Procuraram então o Luiz Fernando, radialista da cidade e muito participativo nas feiras que aconteciam desde 1969. Por grande sorte do destino, Luiz tinha tido um dedo de prosa antes com o Alceu Santos, dono de uma ótica. Nessa conversa, Alceu disse que havia recebido um vendedor de armações que, anos antes, havia sido o famoso cantor de rádio Bob Nelson e que estava hospedado no hotel Colombo.
Dezoito horas e trinta minutos. Luiz Fernando já estava no saguão do hotel, ansiosamente esperando a chegada do Nelson.
Após se apresentarem, Nelson e Luiz conversaram sobre os bons tempos do rádio, do sucesso de Bob Nelson e, quando teve oportunidade, já na porta do quarto do hóspede, o radialista contou a tragédia que estava acontecendo e pediu ajuda.
A princípio, Nelson relutou em ressuscitar Bob Nelson por uma noite. Já estava, há muito, afastado da música. E ainda, sem nenhum ensaio e sem conhecer os músicos, vislumbrou a perspectiva de um fracasso iminente depois de tanto sucesso no passado. Além disso não tinha roupa apropriada para o palco.
Luiz estava desesperado e continuou insistindo. Nelson, percebendo a apreensão de seu interlocutor, sorriu calmamente e decidiu aceitar o desafio.
– Você me arruma um chapéu de vaqueiro, uma camisa quadriculada e vamos para o show.
Lojas fechadas, Luiz saiu caçando o material exigido. Ele nem se lembrou da questão do cachê, tão concentrado em resolver o problema. Mas naquela hora, o show improvisado não tinha preço. Pagariam o que fosse preciso. Enquanto isso, Nelson tomava o seu banho relaxante, depois de sua longa andança pela cidade.
Vinte e duas horas. Pavilhão da feira lotado. Ninguém sabia o que ia acontecer. De repente, para surpresa do público e da diretoria, foi anunciado:
– Bob Nelson, o caubói romântico do Brasil!
De vaqueiro ele só trazia o chapéu e uma camisa quadriculada. Nem revólveres, nem lenço no pescoço. Mas foi um sucesso, com os velhos “orolei-ii”, sua marca registrada, inspirados no yodel. Os músicos nunca tinham visto Bob Nelson antes. Mas suas marchinhas eram suficientemente quadradas para executante nenhum se enfiar por tombos harmônicos.

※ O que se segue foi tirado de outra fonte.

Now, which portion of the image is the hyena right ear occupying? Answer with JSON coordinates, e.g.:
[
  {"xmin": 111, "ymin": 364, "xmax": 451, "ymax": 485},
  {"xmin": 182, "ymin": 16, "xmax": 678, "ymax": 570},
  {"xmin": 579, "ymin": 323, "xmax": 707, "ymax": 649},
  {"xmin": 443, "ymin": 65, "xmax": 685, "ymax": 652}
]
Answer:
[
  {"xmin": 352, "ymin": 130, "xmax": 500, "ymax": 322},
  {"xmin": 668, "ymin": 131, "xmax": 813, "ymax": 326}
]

Findo o belo espetáculo, nos bastidores, Luiz e os diretores da ACIUB rodearam o cantor. Os aplausos pediam seu retorno ao palco. Luiz Fernando quis saber quanto lhe deviam. Bob Nelson sorriu.
– Não vou cobrar nada. Vim a Uberlândia vender minhas armações de óculos e fiz bons negócios. Eu sou maçom e prometi, em Loja, ajudar ao próximo sempre que pudesse. Você e seus amigos precisavam de ajuda.
E voltou ao palco para a música de despedida.